In our two previous posts, we discussed the general outline of the Mexican National Anticorruption System, and highlighted some aspects of the General Law of Administrative Responsibility and the Federal Criminal Code that affect legal entities. We now turn our attention to what these laws refer to as an “Integrity Policy” and the ways entities can avoid, limit or minimize liability.

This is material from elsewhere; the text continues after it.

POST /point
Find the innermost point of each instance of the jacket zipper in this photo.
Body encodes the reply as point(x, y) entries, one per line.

Burden and Standard of Proof
Under both the Federal Criminal Code and the General Law of Administrative Responsibility, there is a presumption of innocence, and the burden of proof rests with the government. Mexican procedural rules generally do not define different standards of proof applicable to determine liability in criminal, administrative and civil cases. That is, while Mexican law is clear that the burden of proving liability rests with the government, it makes no distinction between civil, administrative and criminal standards of proof.
Exclusion of Liability
When we discussed corporate liability, we noted that under the National Code of Criminal Procedure failure to have or follow internal controls is required for a finding of liability. Similarly, the Federal Criminal Code reduces the applicable penalty if the entity has an internal compliance body that helps mitigate damages. Finally, the General Law of Administrative Responsibility establishes that a legal entity’s Integrity Policy (i.e. Compliance Program) “will be taken into consideration” to determine a company’s liability. While the criminal and procedural codes do not establish what internal controls are required or detail the characteristics of a “dedicated compliance body”, the General Law of Administrative Responsibility does.